Selain itu, ada juga kekerasan yang menimpa guru yang dilakukan siswa. Seorang siswa Madrasah Aliyah, AR, di Demak, Jawa Tengah, menganiaya gurunya karena dilarang ikut ujian tengah semester. Akibat kejadian ini guru mengalami luka serius dan sekolah sempat diliburkan guna mencegah trauma di kalangan siswa.
Kekerasan terhadap guru juga terjadi di SMAN 7 Rejang Lebong, Bengkulu. Guru dikatapel oleh seorang wali murid karena tidak terima anaknya ditegur setelah kedapatan merokok di lingkungan sekolah. Akibat kejadian tersebut guru mengalami kebutaan permanen dan trauma mengajar di sekolah yang sama.
Permendikbudristek PPKSP seolah macan kertas, galak di tulisan, tetapi lemah dalam implementasi di sekolah.
Direktur Eksekutif Yayasan Cahaya Guru (YCG) Muhammad Mukhlisin di Jakarta, Jumat (29/9/2023), mengatakan segala bentuk kekerasan dalam hal apa pun, tidak pernah dibenarkan. Apalagi bila kekerasan itu terjadi di dunia pendidikan. Ia menyarankan pemerintah perlu mendalami lebih jauh penyebab kekerasan-kekerasan yang masih terjadi di dunia pendidikan.
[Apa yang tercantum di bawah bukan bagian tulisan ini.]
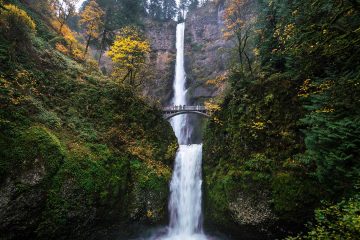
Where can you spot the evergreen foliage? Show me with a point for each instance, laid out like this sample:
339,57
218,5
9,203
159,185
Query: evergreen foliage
296,104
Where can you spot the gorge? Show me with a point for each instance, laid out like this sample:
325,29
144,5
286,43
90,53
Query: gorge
92,148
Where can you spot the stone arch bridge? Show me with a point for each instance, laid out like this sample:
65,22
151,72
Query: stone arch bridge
172,111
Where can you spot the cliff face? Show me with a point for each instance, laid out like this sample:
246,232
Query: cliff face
162,37
76,150
207,52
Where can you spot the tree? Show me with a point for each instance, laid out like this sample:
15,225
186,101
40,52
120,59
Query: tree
238,16
129,53
64,9
155,9
169,9
193,4
92,20
16,25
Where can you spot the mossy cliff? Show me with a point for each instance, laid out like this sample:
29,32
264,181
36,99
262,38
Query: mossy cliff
75,148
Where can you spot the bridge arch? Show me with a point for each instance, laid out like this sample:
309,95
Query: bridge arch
169,116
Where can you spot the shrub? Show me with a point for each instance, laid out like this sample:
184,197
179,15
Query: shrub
340,221
16,25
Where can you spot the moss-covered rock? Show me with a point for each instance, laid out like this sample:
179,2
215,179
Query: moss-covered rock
77,150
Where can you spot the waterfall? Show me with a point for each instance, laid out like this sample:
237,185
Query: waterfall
185,186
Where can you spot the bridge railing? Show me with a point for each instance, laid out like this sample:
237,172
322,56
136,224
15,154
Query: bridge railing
184,108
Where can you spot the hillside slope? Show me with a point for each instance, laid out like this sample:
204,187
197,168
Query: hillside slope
76,149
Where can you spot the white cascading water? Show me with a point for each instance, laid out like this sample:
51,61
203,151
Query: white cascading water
185,187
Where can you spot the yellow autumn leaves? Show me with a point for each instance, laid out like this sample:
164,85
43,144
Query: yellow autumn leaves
129,52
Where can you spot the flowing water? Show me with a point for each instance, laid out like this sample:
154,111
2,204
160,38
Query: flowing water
185,187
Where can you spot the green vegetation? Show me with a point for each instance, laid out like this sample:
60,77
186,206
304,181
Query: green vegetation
288,126
75,146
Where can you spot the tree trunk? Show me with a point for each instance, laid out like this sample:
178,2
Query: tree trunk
87,45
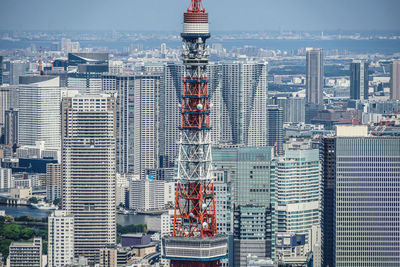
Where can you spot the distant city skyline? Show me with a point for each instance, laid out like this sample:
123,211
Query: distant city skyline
255,15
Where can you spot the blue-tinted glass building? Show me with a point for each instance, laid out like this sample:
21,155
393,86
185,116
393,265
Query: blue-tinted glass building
367,201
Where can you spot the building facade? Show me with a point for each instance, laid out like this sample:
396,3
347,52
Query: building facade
293,108
5,178
146,123
11,126
53,181
244,99
251,172
88,171
60,250
298,193
39,115
25,254
395,80
366,214
314,76
145,194
275,128
359,80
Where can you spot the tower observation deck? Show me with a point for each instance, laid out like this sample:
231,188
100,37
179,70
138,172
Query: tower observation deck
194,240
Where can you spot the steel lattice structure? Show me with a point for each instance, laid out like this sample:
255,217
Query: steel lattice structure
194,240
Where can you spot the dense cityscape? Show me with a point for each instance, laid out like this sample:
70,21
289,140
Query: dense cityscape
199,148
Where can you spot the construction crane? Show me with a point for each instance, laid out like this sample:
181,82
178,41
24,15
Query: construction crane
386,121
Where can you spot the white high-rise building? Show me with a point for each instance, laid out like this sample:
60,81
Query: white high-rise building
85,82
88,169
145,194
395,80
315,75
39,113
26,254
5,178
60,250
115,67
244,96
170,112
146,123
298,193
8,99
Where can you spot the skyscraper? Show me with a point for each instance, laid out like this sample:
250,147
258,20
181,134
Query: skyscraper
366,213
11,126
327,152
170,99
53,181
298,193
359,80
26,254
293,108
315,76
123,86
17,68
1,70
39,115
88,169
244,96
146,123
85,71
395,80
275,128
8,99
60,250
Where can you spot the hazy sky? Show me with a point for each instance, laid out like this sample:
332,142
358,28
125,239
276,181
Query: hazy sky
166,15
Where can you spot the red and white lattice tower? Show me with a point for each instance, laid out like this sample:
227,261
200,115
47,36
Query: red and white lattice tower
194,240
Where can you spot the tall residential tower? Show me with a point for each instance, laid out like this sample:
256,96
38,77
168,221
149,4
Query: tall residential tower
315,76
88,170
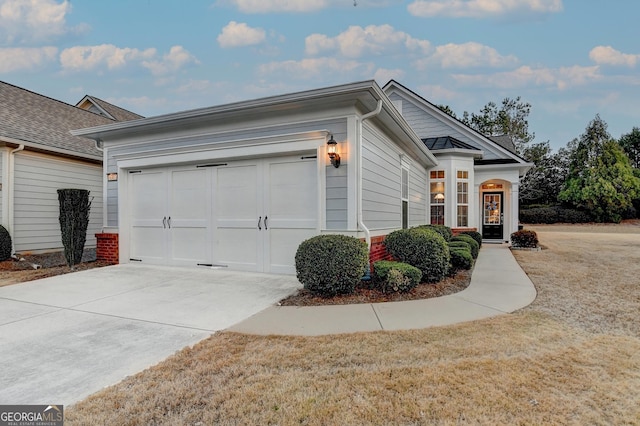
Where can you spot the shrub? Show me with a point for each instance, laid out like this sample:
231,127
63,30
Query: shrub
74,220
461,258
395,276
475,235
331,264
473,245
445,231
420,247
6,247
524,238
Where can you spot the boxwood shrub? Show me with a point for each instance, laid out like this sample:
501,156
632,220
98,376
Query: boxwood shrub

Menurut Mukhlisin, YCG mencatat sejak awal 2023 hingga sekarang telah terjadi 93 kasus kekerasan di lingkungan sekolah. Bentuknya mulai dari diskriminasi, intoleransi, kekerasan fisik, perundungan, kekerasan seksual, hingga bentuk lain.
”Kami mengamati, kasus-kasus kekerasan terjadi di berbagai jenis dan jenjang sekolah, bahkan (di) sekolah keagamaan yang cenderung dominan mengajarkan nilai-nilai moral. Di beberapa daerah, kekerasan masih membudaya dan dianggap sebagai bagian dari proses pendidikan. Untuk mengubah budaya seperti ini tentu tidak mudah. Tidak cukup dengan menerbitkan regulasi. Perlu upaya serius dan terus menerus,” kata Muklisin
YCG mendorong agar penghargaan terhadap nilai-nilai kemanusiaan sejak dini diperkuat di lingkungan sekolah. ”Kesadaran terhadap nilai-nilai kemanusiaan, penting sekali dikembangkan sejak dini di sekolah. Bahkan, untuk seluruh stakeholder pendidikan. Regulasi akan melindungi ekosistem pendidikan jika kesadaran murid, guru, wali murid dan seluruh stakeholder sudah terbangun. Pengalaman kami, penyadaran seperti ini tentu tidak bisa dilaksanakan secara instan, butuh waktu dan proses panjang,” kata Mukhlisin.
Secara terpisah, Koordinator Nasional Perhimpunan Pendidikan dan Guru (P2G) Satriwan Salim menyampaikan sekolah seharusnya menjadi ekosistem yang nyaman, sehat, berpihak kepada tumbuh kembang anak, serta aman bagi seluruh warga sekolah. Namun, dari data Rapor Pendidikan yang baru dirilis Kementerian Pendidikan, Kebudayaan, Riset, dan Teknologi (Kemendikbudristek) menunjukkan indikator iklim keamanan sekolah sedang menurun. Penurunan hampir tiga poin untuk jenjang SMP yang semula 68,25 dan sekarang 65,29. Lalu penurunan drastis lima poin lebih jenjang SMA, semula 71,96 dan sekarang 66,87.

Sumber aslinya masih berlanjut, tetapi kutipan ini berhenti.